Are we landing this enabled by default?

::: dom/apps/AppsUtils.jsm
@@ +478,5 @@
>      }
>      return true;
>    },
>  
> +  allowUnsignedAddons: false, // for testing purposes.

Could this be a pref to ease the manual testing process, please?

@@ +492,5 @@
>      if (aRole == "theme" && aStatus !== Ci.nsIPrincipal.APP_STATUS_CERTIFIED) {
>        return false;
>      }
> +    if (!this.allowUnsignedAddons &&
> +        (aRole == "addon" &&

I guess we need a Gaia patch as well to hide apps with this role.

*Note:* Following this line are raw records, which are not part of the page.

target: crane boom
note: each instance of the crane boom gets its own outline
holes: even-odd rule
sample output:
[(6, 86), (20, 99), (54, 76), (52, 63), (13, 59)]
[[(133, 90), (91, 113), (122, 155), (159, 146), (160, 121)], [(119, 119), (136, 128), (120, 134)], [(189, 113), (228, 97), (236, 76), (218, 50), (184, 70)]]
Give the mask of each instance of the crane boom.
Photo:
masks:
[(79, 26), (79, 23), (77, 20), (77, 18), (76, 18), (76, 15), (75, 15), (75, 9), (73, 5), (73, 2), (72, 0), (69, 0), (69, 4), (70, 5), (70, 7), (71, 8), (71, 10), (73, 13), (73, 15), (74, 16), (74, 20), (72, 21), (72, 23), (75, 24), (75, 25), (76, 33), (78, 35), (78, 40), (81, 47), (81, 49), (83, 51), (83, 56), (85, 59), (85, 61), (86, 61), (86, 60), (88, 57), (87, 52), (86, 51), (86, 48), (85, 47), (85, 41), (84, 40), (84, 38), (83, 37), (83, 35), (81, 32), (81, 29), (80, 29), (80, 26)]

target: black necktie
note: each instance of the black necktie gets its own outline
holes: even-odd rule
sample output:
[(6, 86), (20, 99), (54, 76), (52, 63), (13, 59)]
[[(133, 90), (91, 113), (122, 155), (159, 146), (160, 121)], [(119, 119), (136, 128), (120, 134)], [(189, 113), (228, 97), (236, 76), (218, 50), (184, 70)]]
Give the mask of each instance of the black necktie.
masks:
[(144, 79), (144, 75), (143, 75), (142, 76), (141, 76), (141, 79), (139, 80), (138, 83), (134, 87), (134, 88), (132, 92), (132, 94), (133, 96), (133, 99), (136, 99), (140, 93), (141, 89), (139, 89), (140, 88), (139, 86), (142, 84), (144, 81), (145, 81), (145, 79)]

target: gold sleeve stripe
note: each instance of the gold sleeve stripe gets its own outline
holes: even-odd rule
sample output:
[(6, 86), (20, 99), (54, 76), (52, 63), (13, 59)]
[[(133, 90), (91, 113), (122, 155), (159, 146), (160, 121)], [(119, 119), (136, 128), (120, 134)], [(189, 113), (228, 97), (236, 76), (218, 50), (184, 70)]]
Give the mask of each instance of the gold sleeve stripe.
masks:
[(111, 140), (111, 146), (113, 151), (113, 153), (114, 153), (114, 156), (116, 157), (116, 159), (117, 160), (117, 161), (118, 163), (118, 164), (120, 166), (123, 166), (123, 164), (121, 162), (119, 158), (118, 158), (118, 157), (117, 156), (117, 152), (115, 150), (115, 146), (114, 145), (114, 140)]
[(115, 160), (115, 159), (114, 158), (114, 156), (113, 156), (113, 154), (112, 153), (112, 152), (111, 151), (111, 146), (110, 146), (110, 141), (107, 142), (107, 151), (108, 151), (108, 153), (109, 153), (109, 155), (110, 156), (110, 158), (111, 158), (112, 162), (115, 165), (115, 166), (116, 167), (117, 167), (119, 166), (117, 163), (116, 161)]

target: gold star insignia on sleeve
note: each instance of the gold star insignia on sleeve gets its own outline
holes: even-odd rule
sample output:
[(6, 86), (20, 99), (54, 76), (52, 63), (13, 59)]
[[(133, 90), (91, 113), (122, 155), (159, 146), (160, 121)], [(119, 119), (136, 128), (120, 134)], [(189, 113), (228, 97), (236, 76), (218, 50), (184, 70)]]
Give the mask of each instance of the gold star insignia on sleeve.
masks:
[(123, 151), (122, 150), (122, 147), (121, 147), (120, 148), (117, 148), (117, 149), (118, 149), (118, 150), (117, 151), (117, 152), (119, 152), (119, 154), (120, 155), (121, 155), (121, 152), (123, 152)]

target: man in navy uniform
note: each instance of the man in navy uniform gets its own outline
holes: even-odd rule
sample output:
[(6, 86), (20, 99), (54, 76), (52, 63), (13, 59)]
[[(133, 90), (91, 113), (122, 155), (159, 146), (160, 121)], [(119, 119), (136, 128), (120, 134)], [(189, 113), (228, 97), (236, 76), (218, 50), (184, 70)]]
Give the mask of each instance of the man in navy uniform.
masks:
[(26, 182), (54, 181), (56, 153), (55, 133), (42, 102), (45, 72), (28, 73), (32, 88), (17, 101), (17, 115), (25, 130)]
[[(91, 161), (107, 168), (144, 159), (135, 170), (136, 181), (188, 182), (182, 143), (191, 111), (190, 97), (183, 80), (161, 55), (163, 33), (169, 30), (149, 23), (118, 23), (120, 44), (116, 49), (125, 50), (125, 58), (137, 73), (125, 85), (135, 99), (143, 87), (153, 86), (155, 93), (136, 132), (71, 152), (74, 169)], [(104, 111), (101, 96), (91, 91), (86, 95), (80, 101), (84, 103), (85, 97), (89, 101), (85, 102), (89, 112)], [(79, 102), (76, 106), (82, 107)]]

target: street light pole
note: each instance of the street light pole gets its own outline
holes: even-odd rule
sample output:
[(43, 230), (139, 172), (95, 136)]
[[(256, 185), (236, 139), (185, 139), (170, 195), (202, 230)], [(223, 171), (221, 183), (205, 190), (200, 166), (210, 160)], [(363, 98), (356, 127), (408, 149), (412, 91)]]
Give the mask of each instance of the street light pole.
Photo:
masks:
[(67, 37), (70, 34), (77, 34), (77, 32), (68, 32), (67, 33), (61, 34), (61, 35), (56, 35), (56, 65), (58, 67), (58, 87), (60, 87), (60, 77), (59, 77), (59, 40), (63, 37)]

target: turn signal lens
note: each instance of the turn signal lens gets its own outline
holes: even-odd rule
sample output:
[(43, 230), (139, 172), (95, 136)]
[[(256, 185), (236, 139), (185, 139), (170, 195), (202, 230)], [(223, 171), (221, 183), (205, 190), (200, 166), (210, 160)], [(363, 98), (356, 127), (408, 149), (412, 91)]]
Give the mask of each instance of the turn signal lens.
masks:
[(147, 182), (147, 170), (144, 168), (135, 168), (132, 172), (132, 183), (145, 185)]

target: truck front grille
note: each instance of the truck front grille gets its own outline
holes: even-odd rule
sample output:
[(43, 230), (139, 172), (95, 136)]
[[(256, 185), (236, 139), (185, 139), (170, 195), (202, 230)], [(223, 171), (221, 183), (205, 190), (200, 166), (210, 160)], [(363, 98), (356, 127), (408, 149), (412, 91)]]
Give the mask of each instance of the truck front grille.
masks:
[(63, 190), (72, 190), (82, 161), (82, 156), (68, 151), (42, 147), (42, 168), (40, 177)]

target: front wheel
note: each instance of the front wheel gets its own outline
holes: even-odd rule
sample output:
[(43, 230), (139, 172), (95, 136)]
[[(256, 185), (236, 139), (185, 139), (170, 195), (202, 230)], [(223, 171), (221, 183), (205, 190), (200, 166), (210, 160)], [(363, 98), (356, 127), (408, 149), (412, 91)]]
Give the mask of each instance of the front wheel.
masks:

https://mxr.mozilla.org/gaia/source/apps/homescreen/js/grid.js#16

::: dom/apps/UserCustomization.jsm
@@ +37,5 @@
> +  * ]
> +  */
> +
> +function debug(aStr) {
> +  dump("-*-*- UserCustomization (" +

Enable this only if dom.mozApps.debug is true, please

@@ +84,5 @@
> +
> +    this._enabled = false;
> +    try {
> +      this._enabled = Services.prefs.getBoolPref("dom.apps.customization.enabled");
> +    } catch(e) {}

Why don't we do this on .init()?

@@ +88,5 @@
> +    } catch(e) {}
> +
> +    if (!this._enabled) {
> +      return;
> +    }

You can get rid of this as you have the same condition below.

@@ +134,5 @@
> +      if (item.scripts && Array.isArray(item.scripts)) {
> +        item.scripts.forEach((script) => {
> +          custom.scripts.push(base.resolve(script));
> +        });
> +      }

It would be good to look for dups before registering css or js scripts.

@@ +216,5 @@
> +    let sandbox;
> +    if (aItem.scripts.length > 0) {
> +      sandbox = Cu.Sandbox(aWindow,
> +                           { wantComponents: false,
> +                             wantXrays: true,

I read some docs, but I am still unsure about the implications of this. Bobby, could you take a look at this specific piece, please? Thanks!

::: dom/apps/Webapps.jsm
@@ +2014,5 @@
>        }
>        this._registerSystemMessages(aNewManifest, aApp);
>        this._registerActivities(aNewManifest, aApp, true);
>        this._registerInterAppConnections(aNewManifest, aApp);
> +      UserCustomization.register(aNewManifest, aApp);

I don't think this is dependent of system messages support

@@ +4025,5 @@
>      Services.obs.notifyObservers(null, "webapps-uninstall", JSON.stringify(aApp));
>  
>      if (supportSystemMessages()) {
>        this._unregisterActivities(aApp.manifest, aApp);
> +      UserCustomization.unregister(aApp.manifest, aApp);

Ditto
Attachment #8533760 - Flags: feedback?(jonas)
Attachment #8533760 - Flags: feedback?(bobbyholley)
Attachment #8533760 - Flags: review?(ferjmoreno)
Attachment #8533760 - Flags: feedback?(amac.bug)
Comment on attachment 8533760 [details] [diff] [review]
b2g-addons.patch

Review of attachment 8533760 [details] [diff] [review]:
-----------------------------------------------------------------

f=bholley on sandbox initialization modulo that.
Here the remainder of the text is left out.